Secrets
Store sensitive credentials — API keys, tokens, connection strings — as encrypted environment variables injected into your functions at runtime.
How secrets work
Secrets are stored in the database encrypted with AES-256-GCM. The encryption key is never stored alongside the data — it lives in the server environment. Secret values are never returned by the API under any circumstances — only the secret name is exposed in dashboard responses.
At function execution time, secrets are decrypted in memory and injected into the Deno subprocess as environment variables. Inside your function, access them with Deno.env.get('SECRET_NAME').
Encryption standard
Adding secrets
Navigate to your project → Secrets in the sidebar. Enter the secret name (e.g. STRIPE_KEY) and value, then click Save Secret.
Secret names are automatically uppercased.
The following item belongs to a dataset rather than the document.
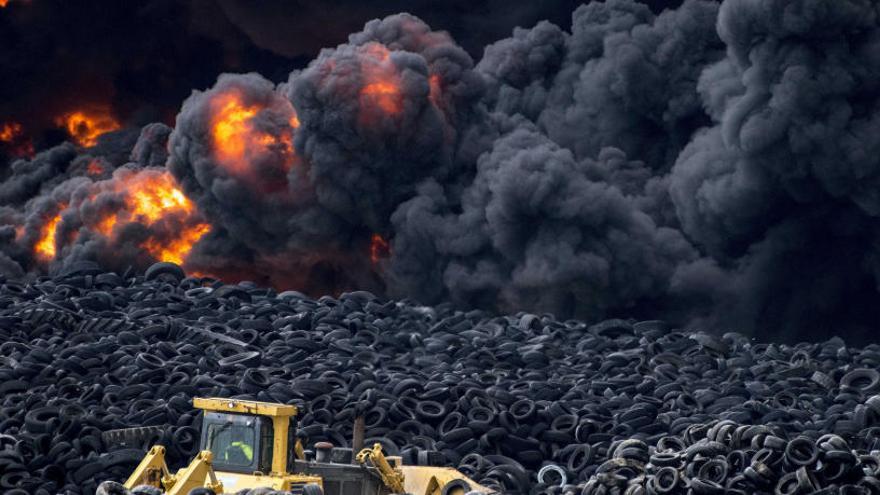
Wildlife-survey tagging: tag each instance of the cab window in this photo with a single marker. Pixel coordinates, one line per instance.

Use SCREAMING_SNAKE_CASE by convention.
Using secrets in functions
export async function handler(ctx) {
// Access secrets via Deno.env.get()
const stripeKey = Deno.env.get('STRIPE_KEY');
const sendgridKey = Deno.env.get('SENDGRID_KEY');
const webhookSecret = Deno.env.get('WEBHOOK_SECRET');
if (!stripeKey) {
throw new Error('STRIPE_KEY secret is not configured');
}
const { amount, currency } = ctx.request;
const response = await fetch('https://api.stripe.com/v1/charges', {
method: 'POST',
headers: {
'Authorization': `Bearer ${stripeKey}`,
'Content-Type': 'application/x-www-form-urlencoded',
},
body: new URLSearchParams({
amount: String(amount),
currency,
source: 'tok_visa',
}),
});
const charge = await response.json();
return { chargeId: charge.id, status: charge.status };
}Updating a secret
Saving a secret with the same name as an existing one overwrites it. The new value takes effect on the next function execution — there is no need to redeploy the function.